I walk out and nod to Jase the Ace who’s holding court in the corner. King of Somerfield, legend in his own lunch hour. He grins back at me with yellowed teeth as one of his teenaged admirers proffers him another Marlboro Light. Another girl tries to brush the dandruff off the shoulders of his bodywarmer without him noticing. Nearby, Carl growls and glares at me, all-the-while fingering the cut-up credit card in his pocket. 8 cans for a fiver. The straw that broke the camel’s back. Cunt. I rejoin Carl at the bar. He’s started eyeing up the local talent. Nice. Cigarettes tucked behind their ears, blackened teeth, flakes of cheese and onion crisp stuck to their thick, smudged lipstick. It’s enough to bring a tear to your eye. Shame most of the blokes in here have already got small black teardrops tattooed under their eyes. One girl gazes at me through two black eyes. I stare back at her pathetic, pretty rhinestone soul uncomprehendingly. She blows me a kiss through the smoke and dust. I shudder. Yeah – I think - I’d fuck her. If I was dead.

…and the song-and-dance-man with the tattooed hands keeps dedicating records to the dangling man…

The room throbs and pulses like the stinking underbelly of disco. He prowls the stage like an electric soul bandit; a cut-price Elvis fuelled by less burgers and more speed. I know for a fact that the boot of his Ford Cortina is full of firearms and dodgy video recorders. He takes a slug from his bottle of Pils and glances around the room at his adoring public. “This one’s for a dear friend of mine. A lot of you knew him. His name was Tommy. He was a fucking diamond.” He places his beer bottle back on the windowsill. The psychopath as saint, or something like that. “This one’s for you, Tom. I hope they’ve got good tunes wherever you are now, you old cunt.” He takes one more look at the roomful of burning souls before sinking to his knees and bellowing the opening lines to another rockabilly favourite. “Join in if you know this one…” I look at Carl. Carl shrugs. All the colored girls go: do de do, do do de do… Carl looks at me. I shrug. His gaunt disciples shuffle around the ‘dancefloor’, cigarettes drooping from their mouths, empty pint glasses in hand, murmuring to themselves. I order two more pints and two double whiskies.

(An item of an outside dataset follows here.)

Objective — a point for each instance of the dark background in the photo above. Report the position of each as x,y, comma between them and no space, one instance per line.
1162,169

…and the song-and-dance-man with the tattooed hands keeps dedicating records to the dangling man…


Her obese Bacardi bruiser of a friend grabs my arse and tells me that Stacey’s wetter than Rod Hull’s roof. I pretend not to hear her and nod in time to the music. Some guy spills my pint and laughs in my face. Borstal tattoos, cheap training shoes, supermarket booze. I don’t push the issue. The woman next to me starts to complain to the barman: “Barman! Barman, there’s a string in my Bloody Mary…” I push through the crowd, not too steady on my feet. “Nathan, where the fuck are you going? Nathan?”

…and the song-and-dance-man with the tattooed hands keeps dedicating records to the dangling man…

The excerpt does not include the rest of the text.